Should Farmers Process Their own Grain & Oilseeds? How Processing Oilseeds by High Shear Dry Extrusion Adds Value
A recent article by The Wall Street Journal highlighted how farmers are investing in technology to boost efficiency, expand grain storage capacities, and track agricultural commodity markets. As a result, farmers have better leverage of selling large supplies of grain for the “best” price. They are strategically playing the agricultural commodities market to improve the return on investment. This year will lend farmers with a large supply of good to excellent soybean crops and good corn crops, which will help farmers store quality grain supply and sell when prices rise. Similarly, this has prompted agripreneurs – such as Insta-Pro® International’s customers – to buy grain and oilseeds, process it into feed ingredients, and sell it directly to feed mills or feedlots for a premium.

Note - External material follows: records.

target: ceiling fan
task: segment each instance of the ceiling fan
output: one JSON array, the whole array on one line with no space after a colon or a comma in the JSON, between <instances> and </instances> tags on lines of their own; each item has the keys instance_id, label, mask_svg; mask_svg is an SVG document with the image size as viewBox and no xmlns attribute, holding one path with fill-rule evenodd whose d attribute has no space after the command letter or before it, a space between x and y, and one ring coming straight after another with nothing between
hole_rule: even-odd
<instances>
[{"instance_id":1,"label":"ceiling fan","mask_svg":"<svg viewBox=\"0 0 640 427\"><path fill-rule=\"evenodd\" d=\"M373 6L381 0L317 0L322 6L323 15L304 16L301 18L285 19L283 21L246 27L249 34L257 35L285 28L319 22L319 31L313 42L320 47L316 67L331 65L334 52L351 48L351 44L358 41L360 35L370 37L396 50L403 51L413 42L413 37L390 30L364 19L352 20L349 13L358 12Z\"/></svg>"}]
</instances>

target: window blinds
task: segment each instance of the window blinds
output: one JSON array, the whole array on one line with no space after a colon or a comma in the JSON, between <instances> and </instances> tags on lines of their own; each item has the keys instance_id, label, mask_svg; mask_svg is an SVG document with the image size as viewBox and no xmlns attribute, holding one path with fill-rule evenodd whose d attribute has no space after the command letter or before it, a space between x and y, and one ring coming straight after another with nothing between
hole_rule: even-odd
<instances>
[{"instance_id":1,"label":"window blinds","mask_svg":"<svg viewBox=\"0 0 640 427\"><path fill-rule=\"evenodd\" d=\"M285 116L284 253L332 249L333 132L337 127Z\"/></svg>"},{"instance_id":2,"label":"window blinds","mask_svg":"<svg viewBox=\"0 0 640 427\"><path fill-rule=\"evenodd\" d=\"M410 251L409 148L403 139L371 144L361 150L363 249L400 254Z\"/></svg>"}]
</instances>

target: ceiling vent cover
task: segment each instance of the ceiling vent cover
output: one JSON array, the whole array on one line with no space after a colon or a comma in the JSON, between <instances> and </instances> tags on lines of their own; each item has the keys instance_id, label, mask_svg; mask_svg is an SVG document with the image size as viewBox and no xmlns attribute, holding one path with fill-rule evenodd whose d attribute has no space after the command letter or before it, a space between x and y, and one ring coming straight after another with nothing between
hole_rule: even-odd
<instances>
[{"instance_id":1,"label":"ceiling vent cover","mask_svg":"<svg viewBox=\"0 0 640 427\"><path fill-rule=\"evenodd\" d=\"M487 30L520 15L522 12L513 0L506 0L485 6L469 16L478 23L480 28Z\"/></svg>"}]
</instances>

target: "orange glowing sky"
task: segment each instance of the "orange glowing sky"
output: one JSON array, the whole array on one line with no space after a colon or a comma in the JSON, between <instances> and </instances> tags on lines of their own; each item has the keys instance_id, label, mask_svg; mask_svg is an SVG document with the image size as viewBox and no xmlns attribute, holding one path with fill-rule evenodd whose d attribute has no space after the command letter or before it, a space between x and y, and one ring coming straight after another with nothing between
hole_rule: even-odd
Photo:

This begs the question, why can’t farmers who store the grain, also be the processor and supplier of feed ingredients, either to their own farm or neighboring farms?
Insta-Pro® International marketed the first high-shear dry extruder back in 1969. At the time, a tractor connected via PTO – as shown here – to an Insta-Pro® extruder which processed whole soybeans into extruded full-fat soymeal. Extrusion, at the time, was a strategic way for farmers to on-farm process soybeans into soybean meal. This broke the cycle of farmers having to rely on prices set by feed mills to sell beans and buy back soybean meal – not to mention fluctuating grain and meal prices didn’t always result in a positive return on investment.
Insta-Pro® International has come a long way since then. Today, high-shear dry extrusion is used to process soy and grains on a small-to-medium scale. The largest plant operating today produces up to 526 tons of soymeal/day (478 metric tons/day). With single extruder capacities ranging from 8-96 tons per day, this allows for processing plants to scale-up production with modules of equipment – generally two extruders paired with one mechanical oil press. Additionally, the ability to source locally processed soymeal can assist in the reduction of feed costs associated with importing or shipping in premium ingredients. Finally, extrusion fits into a sustainable and traceable process, in which, a farmer can process on-farm and feed their production animals. This aligns well with current consumer trends, such as food traceability and transparency. On farm processing by high-shear dry extrusion trends well with current technology that stores information about the food supply, tracing records all the way back to the farm.
In summary, investing in technology like on farm feed processing via high-shear dry extrusion and mechanical oilseed pressing may allow farmers another leveraging factor in order to receive the best price for their commodities, as they control both the supply of raw grains, oilseeds and processed meal.